The main result of the paper is: given a topologically complete space \(X\) and a “defining family of closed covers” \(\mathcal{A}\) of \(X\) (i.e., it satisfies some local refinement condition and completeness condition), to construct an inverse system \({\mathbf F}_{\mathcal A} = (F_{\lambda}, \pi_{\lambda}^{\mu}, \Lambda)\) of simplicial complexes and simplicial bonding maps, and an inverse system \({\mathbf N}_{\mathcal A} = (N_{\lambda}, \pi_{\lambda}^{\mu}, \Lambda)\) such that the limit spaces \(F_{\infty} = N_{\infty}\), where \(N_{\lambda}\) is a subcomplex of \(F_{\lambda}\) which is almost the same as a cover, and to obtain a proper map \(\pi: N_{\infty} \to X\), and a continuous map \(p: X\to N_{\infty}\) so that \(\pi\circ p = {\mathrm {id}}_X\) and the two maps \(p\circ \pi\) and \({\mathrm {id}}_{N_{\infty}}\) are homotopic (so \(N_{\infty}\) is homotopy equivalent to \(X\)). The construction of the inverse system is based on a modification of the theorem by S. Mardešić [Fundam.
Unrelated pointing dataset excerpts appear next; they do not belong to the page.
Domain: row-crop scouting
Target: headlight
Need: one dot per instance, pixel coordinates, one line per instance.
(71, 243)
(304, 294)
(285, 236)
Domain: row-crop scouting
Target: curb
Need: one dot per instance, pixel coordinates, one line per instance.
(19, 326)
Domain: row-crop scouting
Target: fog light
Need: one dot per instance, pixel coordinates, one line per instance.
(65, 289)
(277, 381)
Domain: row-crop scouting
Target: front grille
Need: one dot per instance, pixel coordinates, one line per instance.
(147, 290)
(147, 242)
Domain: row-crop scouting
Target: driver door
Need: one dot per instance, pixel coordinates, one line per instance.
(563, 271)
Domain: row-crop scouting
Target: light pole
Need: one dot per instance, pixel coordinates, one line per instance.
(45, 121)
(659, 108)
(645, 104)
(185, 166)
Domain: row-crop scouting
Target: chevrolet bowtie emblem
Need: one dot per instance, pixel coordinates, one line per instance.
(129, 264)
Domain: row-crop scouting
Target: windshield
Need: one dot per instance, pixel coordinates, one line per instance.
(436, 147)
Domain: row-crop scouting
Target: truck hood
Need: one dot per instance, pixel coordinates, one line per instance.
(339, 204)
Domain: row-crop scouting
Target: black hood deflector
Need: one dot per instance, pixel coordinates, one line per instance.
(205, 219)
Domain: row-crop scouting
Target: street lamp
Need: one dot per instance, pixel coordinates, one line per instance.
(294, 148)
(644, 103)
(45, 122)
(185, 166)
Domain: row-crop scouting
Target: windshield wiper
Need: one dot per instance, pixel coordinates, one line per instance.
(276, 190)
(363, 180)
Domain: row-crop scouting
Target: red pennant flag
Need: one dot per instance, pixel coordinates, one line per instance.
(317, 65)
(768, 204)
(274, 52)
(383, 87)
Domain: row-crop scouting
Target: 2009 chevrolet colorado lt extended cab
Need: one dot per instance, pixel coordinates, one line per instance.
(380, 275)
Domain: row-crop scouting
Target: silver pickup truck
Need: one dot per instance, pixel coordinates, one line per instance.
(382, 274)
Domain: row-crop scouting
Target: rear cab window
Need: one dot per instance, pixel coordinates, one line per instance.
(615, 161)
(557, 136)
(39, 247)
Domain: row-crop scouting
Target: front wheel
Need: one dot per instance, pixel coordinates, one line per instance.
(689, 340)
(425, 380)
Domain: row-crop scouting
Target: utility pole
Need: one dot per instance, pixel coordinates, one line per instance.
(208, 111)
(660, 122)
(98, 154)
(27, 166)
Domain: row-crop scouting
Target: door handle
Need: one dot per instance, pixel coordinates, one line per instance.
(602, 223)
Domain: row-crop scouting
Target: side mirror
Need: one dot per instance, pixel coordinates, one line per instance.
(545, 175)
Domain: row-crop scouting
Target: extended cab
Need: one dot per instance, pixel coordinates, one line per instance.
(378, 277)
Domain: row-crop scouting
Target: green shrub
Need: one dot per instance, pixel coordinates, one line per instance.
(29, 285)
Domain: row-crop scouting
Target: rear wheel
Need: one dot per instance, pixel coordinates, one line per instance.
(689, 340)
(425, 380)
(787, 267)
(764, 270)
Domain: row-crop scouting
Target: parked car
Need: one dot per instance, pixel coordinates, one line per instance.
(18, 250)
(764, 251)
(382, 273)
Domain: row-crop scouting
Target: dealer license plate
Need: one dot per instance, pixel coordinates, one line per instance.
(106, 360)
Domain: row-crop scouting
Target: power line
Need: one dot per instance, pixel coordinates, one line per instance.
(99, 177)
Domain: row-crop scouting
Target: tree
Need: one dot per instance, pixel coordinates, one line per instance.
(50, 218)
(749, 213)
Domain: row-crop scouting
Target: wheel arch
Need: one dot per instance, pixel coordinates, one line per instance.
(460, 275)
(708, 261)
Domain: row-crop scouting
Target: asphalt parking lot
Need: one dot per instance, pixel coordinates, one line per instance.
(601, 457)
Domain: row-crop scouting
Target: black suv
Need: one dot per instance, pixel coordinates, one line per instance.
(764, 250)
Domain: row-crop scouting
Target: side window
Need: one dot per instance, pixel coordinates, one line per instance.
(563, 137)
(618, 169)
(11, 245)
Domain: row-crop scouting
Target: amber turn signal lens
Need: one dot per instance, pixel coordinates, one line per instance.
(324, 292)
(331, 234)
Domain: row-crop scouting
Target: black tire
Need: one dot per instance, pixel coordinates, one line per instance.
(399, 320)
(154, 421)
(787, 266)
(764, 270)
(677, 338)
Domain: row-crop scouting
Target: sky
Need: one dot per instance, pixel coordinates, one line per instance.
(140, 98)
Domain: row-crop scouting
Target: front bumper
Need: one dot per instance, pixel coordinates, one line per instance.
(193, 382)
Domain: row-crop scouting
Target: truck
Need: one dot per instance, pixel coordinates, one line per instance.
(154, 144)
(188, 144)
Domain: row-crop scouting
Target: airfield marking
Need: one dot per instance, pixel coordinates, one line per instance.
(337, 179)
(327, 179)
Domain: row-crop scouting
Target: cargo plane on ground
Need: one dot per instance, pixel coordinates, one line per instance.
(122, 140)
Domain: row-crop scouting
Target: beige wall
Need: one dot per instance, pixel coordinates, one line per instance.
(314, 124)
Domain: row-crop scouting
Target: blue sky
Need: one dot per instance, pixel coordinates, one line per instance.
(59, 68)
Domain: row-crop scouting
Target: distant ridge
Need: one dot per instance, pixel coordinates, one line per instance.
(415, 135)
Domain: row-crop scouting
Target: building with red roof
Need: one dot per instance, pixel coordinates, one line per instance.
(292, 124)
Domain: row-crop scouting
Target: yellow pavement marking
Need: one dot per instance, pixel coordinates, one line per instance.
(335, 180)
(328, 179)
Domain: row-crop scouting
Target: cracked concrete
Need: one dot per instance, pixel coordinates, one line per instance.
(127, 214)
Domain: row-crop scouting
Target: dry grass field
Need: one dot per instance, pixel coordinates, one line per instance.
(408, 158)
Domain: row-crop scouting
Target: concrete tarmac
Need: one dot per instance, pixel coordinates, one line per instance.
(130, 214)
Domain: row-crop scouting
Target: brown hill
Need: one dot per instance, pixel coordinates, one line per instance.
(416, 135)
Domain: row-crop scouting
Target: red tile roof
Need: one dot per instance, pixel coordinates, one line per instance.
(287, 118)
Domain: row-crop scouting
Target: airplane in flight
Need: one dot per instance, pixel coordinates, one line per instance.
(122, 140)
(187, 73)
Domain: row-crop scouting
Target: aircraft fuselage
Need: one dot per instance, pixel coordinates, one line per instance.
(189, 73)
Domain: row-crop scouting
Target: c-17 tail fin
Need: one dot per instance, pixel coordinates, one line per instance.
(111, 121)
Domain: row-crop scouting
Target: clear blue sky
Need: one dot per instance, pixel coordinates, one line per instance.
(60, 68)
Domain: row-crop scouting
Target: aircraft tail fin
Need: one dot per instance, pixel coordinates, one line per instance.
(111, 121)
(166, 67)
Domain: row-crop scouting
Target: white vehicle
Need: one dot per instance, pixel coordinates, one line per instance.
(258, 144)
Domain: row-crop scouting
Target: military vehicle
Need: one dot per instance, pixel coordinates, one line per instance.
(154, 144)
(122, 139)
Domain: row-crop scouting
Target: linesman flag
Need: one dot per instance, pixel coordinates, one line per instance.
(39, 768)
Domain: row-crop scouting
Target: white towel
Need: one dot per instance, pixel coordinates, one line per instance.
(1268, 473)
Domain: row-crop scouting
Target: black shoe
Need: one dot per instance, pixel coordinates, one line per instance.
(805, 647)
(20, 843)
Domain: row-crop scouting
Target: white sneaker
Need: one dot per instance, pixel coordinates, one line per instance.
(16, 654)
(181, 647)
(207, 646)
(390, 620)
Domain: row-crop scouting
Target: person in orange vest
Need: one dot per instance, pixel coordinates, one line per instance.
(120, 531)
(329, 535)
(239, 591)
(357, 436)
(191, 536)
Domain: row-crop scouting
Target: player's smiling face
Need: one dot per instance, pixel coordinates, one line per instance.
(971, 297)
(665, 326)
Math. 114, 53–78 (1981; Zbl 0411.54019)] that every topological space \(X\) admits a polyhedral resolution.
The authors then show that if \(X\) is a compact Hausdorff space and \(\mathcal{A}\) is a family of locally finite, normal, closed covers of \(X\) satisfying the local refinement condition, then the inverse systems \({\mathbf F}_{\mathcal A}\) and \({\mathbf N}_{\mathcal A}\) are HPol-expansions of \(N_{\infty}\) and hence of \(X\), where an expansion is in the shape theoretical sense.
They also show that the restricted inverse system \({\mathbf F}^{(0)} = (F_{\lambda}^{(0)}, \pi_{\lambda}^{\mu}, \Lambda)\) is a cell structure in the sense of [W. Dębski and E. D. Tymchatyn, Topology Appl. 239, 293–307 (2018; Zbl 1390.54014)] representing a space canonically homeomorphic to \(X\).